BGEN reader implementation using bgen_reader #1

tomwhite · 2020-07-08T12:12:11Z

Add a BGEN reader implementation which is chunked using dask.array.from_array. The variant metadata is also chunked using the in-built Dask support in bgen_reader.

This is not ready to be merged since it relies on changes that are not in sgkit to add data representation for dosages (see https://github.com/tomwhite/sgkit/tree/dosages). There is also discussion in https://github.com/pystatgen/sgkit/issues/21

Make coverage 100%. Add GH Action to run test and build.

tomwhite · 2020-07-21T09:39:10Z

This should be ready to go in now, following the addition of create_genotype_dosage_dataset in sgkit.

setup.cfg

sgkit_bgen/bgen_reader.py

sgkit_bgen/tests/test_bgen_reader.py

eric-czech · 2020-07-21T15:37:40Z

sgkit_bgen/bgen_reader.py

+            self.partition_size = mf.partition_size
+
+            df = mf.create_variants()
+            if persist:


👍

Quite cool that bgen reader is already giving back dask frames!

eric-czech · 2020-07-21T16:06:24Z

Looks good @tomwhite! I had a few questions but my biggest one would be whether or not it's possible to create the dosage array based on the dask delayed instances bgen_reader looks to be creating already. In other words, I'm wondering if you couldn't take the list of delayed's containing the dict with probs in something like https://github.com/limix/bgen-reader-py/blob/master/bgen_reader/_genotype.py#L54 and wrap them up without needing from_array. Maybe something vaguely like:

probs = da.block([
  [ 
    da.from_delayed(bgen['genotype'][row_slice]['probs'][col_slice])
    for col_slice in col_slices
  ]
  for row_slice in row_slices
])
dosage = 2 * probs[:, :, 2] + probs[:, :, 1]  # or something like this

I don't fully understand how bgen_reader works but it looked like that might be a possibility.

tomwhite · 2020-07-23T12:20:07Z

Thanks for the thorough review @eric-czech. On your main point, using the dask delayed instances that bgen_reader is already creating would be ideal, but as it is written each delayed object wraps one row (https://github.com/limix/bgen-reader-py/blob/master/bgen_reader/_genotype.py#L46), which I don't think is very efficient for bulk access.
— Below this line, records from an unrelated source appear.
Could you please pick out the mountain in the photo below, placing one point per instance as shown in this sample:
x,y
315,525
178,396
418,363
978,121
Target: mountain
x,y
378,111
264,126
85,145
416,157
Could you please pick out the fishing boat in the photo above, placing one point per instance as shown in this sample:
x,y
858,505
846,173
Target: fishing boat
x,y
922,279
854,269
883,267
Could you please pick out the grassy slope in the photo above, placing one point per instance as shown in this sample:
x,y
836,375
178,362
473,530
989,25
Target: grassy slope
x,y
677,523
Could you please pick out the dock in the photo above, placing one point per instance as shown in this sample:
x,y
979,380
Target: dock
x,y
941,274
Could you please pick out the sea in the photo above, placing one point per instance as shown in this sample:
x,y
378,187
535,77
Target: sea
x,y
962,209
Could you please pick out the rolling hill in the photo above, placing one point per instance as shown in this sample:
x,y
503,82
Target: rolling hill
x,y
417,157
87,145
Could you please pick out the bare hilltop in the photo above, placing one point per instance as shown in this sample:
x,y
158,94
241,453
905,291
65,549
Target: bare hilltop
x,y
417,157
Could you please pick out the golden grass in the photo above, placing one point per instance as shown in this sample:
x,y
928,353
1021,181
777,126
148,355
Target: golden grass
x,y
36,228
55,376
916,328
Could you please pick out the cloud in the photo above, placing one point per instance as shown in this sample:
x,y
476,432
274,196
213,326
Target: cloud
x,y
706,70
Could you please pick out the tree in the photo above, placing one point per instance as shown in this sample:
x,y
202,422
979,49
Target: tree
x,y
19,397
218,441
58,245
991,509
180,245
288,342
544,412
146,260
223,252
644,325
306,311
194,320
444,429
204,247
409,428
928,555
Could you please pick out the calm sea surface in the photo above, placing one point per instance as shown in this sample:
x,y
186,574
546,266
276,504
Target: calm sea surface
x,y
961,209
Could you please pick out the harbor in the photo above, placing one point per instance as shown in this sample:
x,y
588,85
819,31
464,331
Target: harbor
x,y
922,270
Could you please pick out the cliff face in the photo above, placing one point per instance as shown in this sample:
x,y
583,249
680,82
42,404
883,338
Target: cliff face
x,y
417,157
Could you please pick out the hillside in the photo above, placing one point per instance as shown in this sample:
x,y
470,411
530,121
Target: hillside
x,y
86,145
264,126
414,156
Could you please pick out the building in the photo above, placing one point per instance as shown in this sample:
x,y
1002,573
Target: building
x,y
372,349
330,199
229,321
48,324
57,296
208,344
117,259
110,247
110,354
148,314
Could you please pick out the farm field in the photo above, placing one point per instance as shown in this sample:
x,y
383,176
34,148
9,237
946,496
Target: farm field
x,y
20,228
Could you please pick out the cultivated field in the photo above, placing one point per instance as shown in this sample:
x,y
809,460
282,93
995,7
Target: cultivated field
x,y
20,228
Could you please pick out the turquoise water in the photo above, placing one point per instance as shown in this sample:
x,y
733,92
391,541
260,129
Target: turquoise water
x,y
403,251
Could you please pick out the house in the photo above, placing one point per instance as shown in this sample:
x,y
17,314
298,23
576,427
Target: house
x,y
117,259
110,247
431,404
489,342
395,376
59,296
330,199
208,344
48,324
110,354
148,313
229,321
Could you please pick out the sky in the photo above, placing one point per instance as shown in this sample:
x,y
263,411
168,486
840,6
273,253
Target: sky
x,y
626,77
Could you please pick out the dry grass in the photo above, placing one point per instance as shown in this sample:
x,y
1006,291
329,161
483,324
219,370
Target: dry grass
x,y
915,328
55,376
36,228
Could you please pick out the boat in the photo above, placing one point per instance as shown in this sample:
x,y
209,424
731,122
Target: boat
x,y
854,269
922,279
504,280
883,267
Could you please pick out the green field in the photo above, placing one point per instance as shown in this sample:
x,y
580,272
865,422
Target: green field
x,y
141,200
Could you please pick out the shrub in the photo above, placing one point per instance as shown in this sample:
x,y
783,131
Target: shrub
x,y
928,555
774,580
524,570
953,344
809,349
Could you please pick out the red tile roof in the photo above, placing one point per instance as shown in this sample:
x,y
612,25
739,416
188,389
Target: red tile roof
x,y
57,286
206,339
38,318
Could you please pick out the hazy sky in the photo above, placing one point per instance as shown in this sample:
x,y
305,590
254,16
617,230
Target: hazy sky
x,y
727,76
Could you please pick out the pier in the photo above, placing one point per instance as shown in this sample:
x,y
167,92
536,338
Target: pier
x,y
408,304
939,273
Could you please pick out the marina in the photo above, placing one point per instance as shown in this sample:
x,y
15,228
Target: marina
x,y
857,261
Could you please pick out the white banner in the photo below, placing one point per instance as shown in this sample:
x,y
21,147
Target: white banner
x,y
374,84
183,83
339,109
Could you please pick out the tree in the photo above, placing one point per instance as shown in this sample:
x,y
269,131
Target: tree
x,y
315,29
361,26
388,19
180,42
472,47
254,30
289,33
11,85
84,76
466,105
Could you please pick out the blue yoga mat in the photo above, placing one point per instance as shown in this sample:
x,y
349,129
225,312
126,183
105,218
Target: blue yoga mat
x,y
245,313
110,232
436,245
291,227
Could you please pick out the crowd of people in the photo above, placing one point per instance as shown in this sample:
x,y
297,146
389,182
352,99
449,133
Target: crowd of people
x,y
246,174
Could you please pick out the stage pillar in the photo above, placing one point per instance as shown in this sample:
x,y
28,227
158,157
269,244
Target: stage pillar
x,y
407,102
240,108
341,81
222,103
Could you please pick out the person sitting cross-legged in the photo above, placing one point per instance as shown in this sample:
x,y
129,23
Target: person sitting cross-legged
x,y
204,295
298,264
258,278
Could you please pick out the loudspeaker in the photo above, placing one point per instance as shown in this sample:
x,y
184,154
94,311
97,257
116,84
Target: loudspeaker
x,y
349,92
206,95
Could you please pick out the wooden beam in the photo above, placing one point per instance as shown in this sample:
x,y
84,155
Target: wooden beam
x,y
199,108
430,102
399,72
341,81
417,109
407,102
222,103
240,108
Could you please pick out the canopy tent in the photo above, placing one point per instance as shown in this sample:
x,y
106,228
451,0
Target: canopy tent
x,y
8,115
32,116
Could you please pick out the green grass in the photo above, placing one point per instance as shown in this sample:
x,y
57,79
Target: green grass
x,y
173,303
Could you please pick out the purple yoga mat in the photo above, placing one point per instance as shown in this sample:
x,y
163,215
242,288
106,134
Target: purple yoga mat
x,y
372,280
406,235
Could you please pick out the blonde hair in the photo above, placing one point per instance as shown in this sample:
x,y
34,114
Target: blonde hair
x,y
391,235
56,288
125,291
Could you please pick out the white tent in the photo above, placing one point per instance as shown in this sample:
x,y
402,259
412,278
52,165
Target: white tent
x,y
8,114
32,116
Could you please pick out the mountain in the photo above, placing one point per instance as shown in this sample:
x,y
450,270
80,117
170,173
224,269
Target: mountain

This is why I had to reach in to some internal methods to find the virtual addresses for each chunk, and then read those in one go.

I'll address the other feedback with an updated PR.

eric-czech · 2020-07-23T13:17:33Z

as it is written each delayed object wraps one row

Ah I see, that's a bummer!

hammer · 2020-07-23T13:44:37Z

as it is written each delayed object wraps one row (https://github.com/limix/bgen-reader-py/blob/master/bgen_reader/_genotype.py#L46), which I don't think is very efficient for bulk access.

Can we file an issue upstream to optimize the bulk access use case?

tomwhite · 2020-07-24T13:49:16Z

Addressed all the feedback from @eric-czech

eric-czech · 2020-07-24T14:31:14Z

Thanks @tomwhite, looks fantastic!

tomwhite mentioned this pull request Jul 13, 2020

Add create_genotype_dosage_dataset sgkit-dev/sgkit#38

Merged

tomwhite added 2 commits July 21, 2020 10:31

BGEN reader implementation using bgen_reader

a014507

Use encode_array from sgkit.

3748617

Make coverage 100%. Add GH Action to run test and build.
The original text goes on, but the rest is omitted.